Il decorso post-operatorio del coniglio maschio è piuttosto rapido: generalmente l'animale torna come nuovo in meno di 24 ore. Appena finito l'intervento, sarà sedato: per qualche ora il coniglietto può sembrare intontito, muoversi in maniera inusuale o rifiutare il cibo, ma nel giro di 24 ore dovrebbe tornare tutto alla normalità.

Bisogna soltanto avere l'accortezza di controllare l'area dell'intervento almeno due o tre volte al giorno per assicurarsi che la ferita sia ben chiusa e che non ci siano fuoriuscite.

Una cosa molto importante da sapere è che il coniglio maschio, se al momento dell'intervento è già sessualmente maturo, sarà fertile per 6 settimane dopo la sterilizzazione. Potrebbe quindi continuare a manifestare comportamenti territoriali o aggressivi per un po' di tempo, prima di tornare ad essere l'adorabile cucciolotto di un tempo.

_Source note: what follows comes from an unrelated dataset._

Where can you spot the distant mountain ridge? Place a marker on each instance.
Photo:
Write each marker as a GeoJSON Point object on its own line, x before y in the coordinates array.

Post sterilizzazione coniglio femmina

Per le conigliette femmine, la sterilizzazione è un intervento più complesso, che richiede un vero e proprio decorso post-operatorio di qualche giorno: in generale è consigliato lasciare la coniglietta tranquilla per almeno 4-5 giorni, in cui sarà bene evitare assolutamente di prenderla in braccio e non forzarla all'interazione.

La coniglietta dovrebbe riprendere a mangiare qualcosa già dal giorno successivo all'intervento, e dovrà assumere degli antidolorifici per 3-4 giorni. Dopo l'intervento, è importante controllare quotidianamente lo stato della ferita e assicurarsi che la coniglietta non si ferisca saltando o strusciandosi dove non deve. È anche buona abitudine metterle a disposizione un posto appartato e dotato di traversine sempre pulite - in modo da poter monitorare con costanza eventuali perdite di liquidi.

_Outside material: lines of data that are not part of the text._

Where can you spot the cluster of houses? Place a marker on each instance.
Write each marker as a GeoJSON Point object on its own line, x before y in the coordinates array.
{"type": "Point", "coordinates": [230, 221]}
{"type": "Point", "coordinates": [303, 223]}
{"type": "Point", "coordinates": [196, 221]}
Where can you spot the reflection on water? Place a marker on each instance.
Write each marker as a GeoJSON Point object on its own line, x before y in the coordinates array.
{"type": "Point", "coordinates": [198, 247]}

Sterilizzazione del coniglio: i rischi

I rischi della sterilizzazione del coniglio sono legati alle possibili complicazioni durante l'intervento chirurgico. Il coniglio è un animale piuttosto delicato da questo punto di vista, che richiede attenzioni particolari durante l'operazione (poiché teme l'ipotermia e altri effetti tipici dell'anestesia) e che andrebbe affidato esclusivamente alle cure di un veterinario specializzato.

Il periodo post-operatorio va inoltre gestito con molta attenzione, controllando ogni giorno che la sutura sia integra, monitorando alimentazione ed evacuazioni del coniglio e somministrando eventuali farmaci prescritti dal medico.

Quanto costa la sterilizzazione di un coniglio?

Il costo della sterilizzazione del coniglio può andare dai 100 ai 350 euro circa. Il costo dell'intervento però dipende da diversi fattori: l'operazione su una femmina, più lunga e complessa, può avere un costo sensibilmente più alto rispetto alla castrazione; il resto dipende essenzialmente dalle esigenze post-operatorie e dal tariffario del veterinario.